Intraperitoneal temperature was recorded by computer-assisted biotelemetry throughout the experimental period. Every 10 min, temperatures were recorded via computer data acquisition system (Mini-Mitter). For each animal, the system computed the mean and standard deviation of the temperatures collected; temperatures >2 SD from the mean were eliminated, and the mean was recalculated and recorded. The biotelemetry receivers were connected via cable to a computer located outside the room housing the animals.

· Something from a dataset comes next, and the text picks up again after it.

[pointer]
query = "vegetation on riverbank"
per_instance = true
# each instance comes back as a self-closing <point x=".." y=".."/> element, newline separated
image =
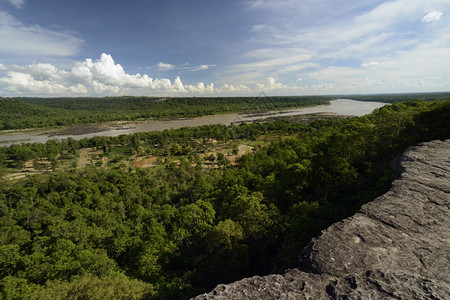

Intraperitoneal temperature was recorded continuously until the older rats died or until death was imminent (as determined by excessive body weight loss and significant decrease in mean daily intraperitoneal core temperature). Data collection in the younger animals continued until the last older animal died. Average length of life was 829 ± 16 days with a range of 730-943 days. Only rats with complete data sets were used in the analysis. One younger and three older rats were eliminated from the data analysis due to loss of battery power in the Mini-Mitter transmitter during the experiment. One additional older rat was eliminated because it failed to gain weight after surgery. The number of rats used in the final data analysis was 16 old and 3 young.
Data Analysis
The primary objective of the present investigation was to determine if changes in CRT of aging rats occur at approximately the same time as the rapid loss in body weight near the end of life. Because the loss in body weight is independent of the animal's age, data analysis using chronological age as an independent variable was not possible. That is, the use of a biological marker for age (rapid spontaneous weight loss) precluded analysis of CRT at discrete chronological time points. Thus we divided the CRT data from each older rat into four separate 7-day time intervals: early, middle, presenescence, and senescence. Senescence is defined as the period of rapid spontaneous weight loss. The early period began 2 wk after the start of the experiment; middle represents a period halfway between the start of the experiment and the rat's natural death; presenescence represents a 7-day period ending 2 days before the start of rapid body weight loss; and the 7-day senescence period began 2 days after the start of rapid body weight loss. Because young rats do not transition into senescence, only three analysis periods were used for them: early, middle and "presenescence" (the term presenescence is used for the young animals only for ease of data presentation; see Table 1). The time periods in the younger rats were matched to the longest-lived rat used in the analysis. The younger rats were 319 days of age when they were killed.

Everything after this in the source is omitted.